Leggat was appointed exec director of the Film Society, which presents the annual San Francisco International Film Festival, in 2005. During his tenure, the organization's staff more than tripled from 11 to 23, its operating budget grew from $2 million to $6 million, and its membership rose by 98 percent as SFFS was transformed from a two-week-a-year film festival producer into a year-round cultural institution focused on exhibition, education and filmmaker services.
“For nearly six exciting and transformative years, Graham Leggat led the San Francisco Film Society with irrepressible determination, dash and design,” Pat McBaine, president of the Film Society’s board of directors, said. “His vision, leadership, passion, work ethic, tenacity, imagination and daring along with his colorful language and wicked Scottish sense of humor have indelibly marked our organization with a valuable legacy and left it in the best shape -- artistically, organizationally and financially -- in its 54-year history.”

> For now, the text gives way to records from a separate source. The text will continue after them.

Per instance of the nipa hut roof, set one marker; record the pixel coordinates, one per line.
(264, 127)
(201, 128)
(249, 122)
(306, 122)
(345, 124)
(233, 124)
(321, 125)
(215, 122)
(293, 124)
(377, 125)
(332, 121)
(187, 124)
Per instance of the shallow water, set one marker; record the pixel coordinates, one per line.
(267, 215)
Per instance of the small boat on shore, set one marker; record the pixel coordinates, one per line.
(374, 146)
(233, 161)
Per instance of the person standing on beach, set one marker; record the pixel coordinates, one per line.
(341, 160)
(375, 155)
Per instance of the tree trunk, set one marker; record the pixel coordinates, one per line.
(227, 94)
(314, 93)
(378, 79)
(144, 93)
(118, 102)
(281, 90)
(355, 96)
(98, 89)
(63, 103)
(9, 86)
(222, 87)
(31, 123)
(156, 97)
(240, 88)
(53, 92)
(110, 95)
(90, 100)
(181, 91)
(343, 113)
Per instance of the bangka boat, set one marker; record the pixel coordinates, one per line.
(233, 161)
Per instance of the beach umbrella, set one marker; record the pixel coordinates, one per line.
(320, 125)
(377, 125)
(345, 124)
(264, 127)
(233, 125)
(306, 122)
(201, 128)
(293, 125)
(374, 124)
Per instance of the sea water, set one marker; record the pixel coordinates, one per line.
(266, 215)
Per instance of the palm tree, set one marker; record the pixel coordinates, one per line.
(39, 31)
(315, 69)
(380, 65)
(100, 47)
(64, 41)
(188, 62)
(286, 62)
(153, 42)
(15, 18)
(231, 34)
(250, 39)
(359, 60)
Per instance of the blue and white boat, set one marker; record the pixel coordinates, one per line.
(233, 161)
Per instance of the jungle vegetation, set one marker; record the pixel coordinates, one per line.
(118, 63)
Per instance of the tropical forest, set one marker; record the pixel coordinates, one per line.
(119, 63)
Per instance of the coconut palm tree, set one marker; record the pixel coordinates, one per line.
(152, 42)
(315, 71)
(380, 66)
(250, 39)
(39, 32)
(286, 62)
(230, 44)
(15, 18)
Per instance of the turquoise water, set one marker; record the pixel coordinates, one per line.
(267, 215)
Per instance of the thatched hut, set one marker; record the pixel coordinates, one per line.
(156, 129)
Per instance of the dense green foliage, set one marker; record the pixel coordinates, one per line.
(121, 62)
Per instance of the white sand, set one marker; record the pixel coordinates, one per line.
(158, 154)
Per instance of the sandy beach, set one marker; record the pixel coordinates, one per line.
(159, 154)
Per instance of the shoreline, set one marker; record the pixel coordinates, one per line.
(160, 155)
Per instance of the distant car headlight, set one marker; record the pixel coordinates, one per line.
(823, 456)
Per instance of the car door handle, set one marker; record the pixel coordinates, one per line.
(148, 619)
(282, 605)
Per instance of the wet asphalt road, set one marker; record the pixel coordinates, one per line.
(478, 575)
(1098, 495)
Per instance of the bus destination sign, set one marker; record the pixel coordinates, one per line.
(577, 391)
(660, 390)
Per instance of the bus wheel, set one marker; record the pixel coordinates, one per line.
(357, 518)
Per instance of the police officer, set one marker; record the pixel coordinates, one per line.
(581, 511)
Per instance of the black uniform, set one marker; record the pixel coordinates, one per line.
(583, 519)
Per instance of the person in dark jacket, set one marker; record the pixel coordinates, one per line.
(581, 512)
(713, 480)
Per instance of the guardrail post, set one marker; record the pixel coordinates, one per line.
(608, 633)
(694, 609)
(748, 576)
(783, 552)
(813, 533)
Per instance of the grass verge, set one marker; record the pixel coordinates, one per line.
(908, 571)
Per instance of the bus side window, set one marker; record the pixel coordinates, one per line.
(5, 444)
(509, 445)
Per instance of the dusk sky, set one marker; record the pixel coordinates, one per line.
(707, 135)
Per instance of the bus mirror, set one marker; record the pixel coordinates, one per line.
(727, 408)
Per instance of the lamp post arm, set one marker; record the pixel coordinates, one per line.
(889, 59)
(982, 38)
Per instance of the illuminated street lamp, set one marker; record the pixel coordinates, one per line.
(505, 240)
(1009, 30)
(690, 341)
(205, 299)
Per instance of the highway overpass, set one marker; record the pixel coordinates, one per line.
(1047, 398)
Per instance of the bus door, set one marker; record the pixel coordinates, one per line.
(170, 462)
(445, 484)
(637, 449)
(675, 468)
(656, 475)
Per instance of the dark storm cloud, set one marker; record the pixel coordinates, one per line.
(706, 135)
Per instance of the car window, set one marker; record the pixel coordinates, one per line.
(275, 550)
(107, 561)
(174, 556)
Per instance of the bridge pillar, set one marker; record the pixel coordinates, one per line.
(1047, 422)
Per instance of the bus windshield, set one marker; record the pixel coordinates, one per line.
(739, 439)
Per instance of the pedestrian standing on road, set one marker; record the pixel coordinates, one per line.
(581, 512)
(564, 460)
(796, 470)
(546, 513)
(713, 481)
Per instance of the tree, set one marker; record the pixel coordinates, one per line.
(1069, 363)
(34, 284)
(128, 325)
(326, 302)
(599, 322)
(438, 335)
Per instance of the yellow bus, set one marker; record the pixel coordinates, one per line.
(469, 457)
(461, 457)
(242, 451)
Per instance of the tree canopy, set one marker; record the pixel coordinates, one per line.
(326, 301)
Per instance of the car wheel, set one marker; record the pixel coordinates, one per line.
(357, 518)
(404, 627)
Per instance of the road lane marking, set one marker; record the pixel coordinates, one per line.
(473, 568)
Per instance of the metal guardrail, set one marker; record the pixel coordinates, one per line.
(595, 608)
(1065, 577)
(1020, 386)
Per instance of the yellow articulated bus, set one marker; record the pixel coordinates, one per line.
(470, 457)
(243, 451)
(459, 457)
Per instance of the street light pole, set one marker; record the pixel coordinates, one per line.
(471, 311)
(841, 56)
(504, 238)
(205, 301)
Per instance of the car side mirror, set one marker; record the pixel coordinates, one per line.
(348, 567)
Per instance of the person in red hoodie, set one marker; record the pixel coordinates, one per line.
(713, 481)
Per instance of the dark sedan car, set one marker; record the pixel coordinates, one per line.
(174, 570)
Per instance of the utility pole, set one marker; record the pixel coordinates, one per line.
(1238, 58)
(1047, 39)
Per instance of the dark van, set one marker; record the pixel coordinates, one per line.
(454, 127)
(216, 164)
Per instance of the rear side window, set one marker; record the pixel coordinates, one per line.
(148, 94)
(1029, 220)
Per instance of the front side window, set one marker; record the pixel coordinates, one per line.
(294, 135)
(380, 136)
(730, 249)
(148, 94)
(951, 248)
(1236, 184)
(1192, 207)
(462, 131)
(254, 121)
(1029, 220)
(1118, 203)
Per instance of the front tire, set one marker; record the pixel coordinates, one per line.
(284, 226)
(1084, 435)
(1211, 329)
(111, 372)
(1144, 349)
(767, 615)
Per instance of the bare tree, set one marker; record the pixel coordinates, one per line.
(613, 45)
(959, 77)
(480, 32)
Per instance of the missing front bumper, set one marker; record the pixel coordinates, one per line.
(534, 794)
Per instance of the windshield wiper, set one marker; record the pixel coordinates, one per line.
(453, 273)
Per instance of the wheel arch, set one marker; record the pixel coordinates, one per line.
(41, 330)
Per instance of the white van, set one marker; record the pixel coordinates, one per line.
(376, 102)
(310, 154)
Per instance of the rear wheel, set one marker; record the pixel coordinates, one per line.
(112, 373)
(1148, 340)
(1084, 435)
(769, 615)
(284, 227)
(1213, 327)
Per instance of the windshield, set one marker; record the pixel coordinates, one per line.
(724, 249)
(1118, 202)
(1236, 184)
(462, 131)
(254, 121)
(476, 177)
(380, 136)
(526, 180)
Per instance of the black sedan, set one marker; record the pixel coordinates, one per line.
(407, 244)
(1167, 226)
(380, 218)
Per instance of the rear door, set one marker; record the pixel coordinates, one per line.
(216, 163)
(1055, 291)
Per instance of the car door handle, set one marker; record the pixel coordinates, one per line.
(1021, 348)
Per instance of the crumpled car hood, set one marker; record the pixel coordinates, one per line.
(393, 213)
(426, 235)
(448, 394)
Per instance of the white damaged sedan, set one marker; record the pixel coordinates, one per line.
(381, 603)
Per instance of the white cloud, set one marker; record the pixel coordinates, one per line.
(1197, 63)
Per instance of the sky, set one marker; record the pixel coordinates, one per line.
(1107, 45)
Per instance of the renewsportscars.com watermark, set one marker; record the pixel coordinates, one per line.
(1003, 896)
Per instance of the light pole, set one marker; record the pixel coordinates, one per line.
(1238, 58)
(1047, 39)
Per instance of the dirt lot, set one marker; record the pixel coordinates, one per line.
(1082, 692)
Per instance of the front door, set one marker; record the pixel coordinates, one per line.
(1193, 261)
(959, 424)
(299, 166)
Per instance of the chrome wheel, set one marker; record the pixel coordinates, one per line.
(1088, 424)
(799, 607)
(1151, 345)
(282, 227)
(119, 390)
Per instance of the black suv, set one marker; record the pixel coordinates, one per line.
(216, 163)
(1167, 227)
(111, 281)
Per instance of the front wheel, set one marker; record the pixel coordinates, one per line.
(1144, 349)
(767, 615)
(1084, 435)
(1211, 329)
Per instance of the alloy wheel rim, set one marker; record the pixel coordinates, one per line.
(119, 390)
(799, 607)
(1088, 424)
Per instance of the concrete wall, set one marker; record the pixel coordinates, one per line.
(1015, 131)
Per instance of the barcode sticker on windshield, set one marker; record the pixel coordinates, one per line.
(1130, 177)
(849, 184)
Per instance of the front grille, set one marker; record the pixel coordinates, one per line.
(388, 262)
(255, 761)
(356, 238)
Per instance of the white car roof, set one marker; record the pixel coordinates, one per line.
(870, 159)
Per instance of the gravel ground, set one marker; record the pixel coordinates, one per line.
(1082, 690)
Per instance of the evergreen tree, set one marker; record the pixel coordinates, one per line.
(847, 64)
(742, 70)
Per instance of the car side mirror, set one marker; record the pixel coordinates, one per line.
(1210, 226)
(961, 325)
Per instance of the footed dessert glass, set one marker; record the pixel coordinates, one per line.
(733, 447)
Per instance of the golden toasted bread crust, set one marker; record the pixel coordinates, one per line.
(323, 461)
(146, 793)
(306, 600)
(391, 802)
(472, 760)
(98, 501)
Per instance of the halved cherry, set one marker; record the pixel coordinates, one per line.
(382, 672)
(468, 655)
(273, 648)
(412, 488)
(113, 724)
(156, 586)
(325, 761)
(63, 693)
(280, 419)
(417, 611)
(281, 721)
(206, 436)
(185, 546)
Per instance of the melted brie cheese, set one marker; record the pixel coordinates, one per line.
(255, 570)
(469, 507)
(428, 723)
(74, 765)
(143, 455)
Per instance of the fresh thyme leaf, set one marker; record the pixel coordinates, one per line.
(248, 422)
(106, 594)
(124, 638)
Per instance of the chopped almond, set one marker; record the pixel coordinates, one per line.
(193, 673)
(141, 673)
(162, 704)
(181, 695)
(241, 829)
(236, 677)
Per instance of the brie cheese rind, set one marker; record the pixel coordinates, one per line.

Under Leggat’s leadership, the Film Society expanded into year-round programming and now presents a fall season of seven focused festivals including Hong Kong Cinema, Taiwan Film Days, the NY/SF International Children’s Film Festival, French Cinema Now, Cinema by the Bay, the San Francisco International Animation Festival and New Italian Cinema. On Sep. 1, the San Francisco Film Society | New People Cinema will open a state-of-the art 143-seat theater in the New People building in San Francisco's Japantown.
Leggat was born March 12, 1960 in Epsom, Surrey to Scottish parents. His family immigrated to Toronto, Canada, where he attended high school. Having discovered the Beat writers, and through them Zen Buddhism, Leggat headed to Northern California for college, where he attended Stanford University. Although he eventually graduated from Stanford, while a student, he took a three-year detour to Tassajara Zen Mountain Center, where he studied to become a Buddhist priest. He also earned an MA in English and creative writing from Syracuse University in 1989.
After graduating school, Leggat worked as a freelance journalist before landing his first film job working with Richard Herskowitz and Mary Fessenden at Cornell Cinema. As coordinator for the Central New York Programmers Group, he organized screenings and conferences, curated film packages and arranged for filmmakers to tour exhibition venues throughout upstate New York.
Before joining the Film Society, Leggat held positions with the American Museum of the Moving Image, the Museum of Modern Art and the Film Society of Lincoln Center. He was the associate publisher of Film Comment magazine, contributing editor for Filmmaker magazine and columnist for the New York Daily News. His novel, Song of a Dangerous Paradise, was published in 2007.
At the 2009 International Film Festival Summit, Leggat received the Director Excellence Award, presented to the film festival director who has made considerable contributions and a lasting impact on his film festival and independent film, with an emphasis on festival growth, new programs, organizational structure and overall vision.
Leggat is survived by his parents Graham and Marilyn of Niagara Falls, Canada; son William and daughters Vhary and Isabelle; sister Alexandra Leggat of Toronto; partner Diana Chiawen Lee; former wife Ellen Hughes, mother of his daughters; and former wife Lillian Heard, mother of his son.
In lieu of flowers, donations may be made to the San Francisco Film Society. A memorial service, open to the public, is planned for late September.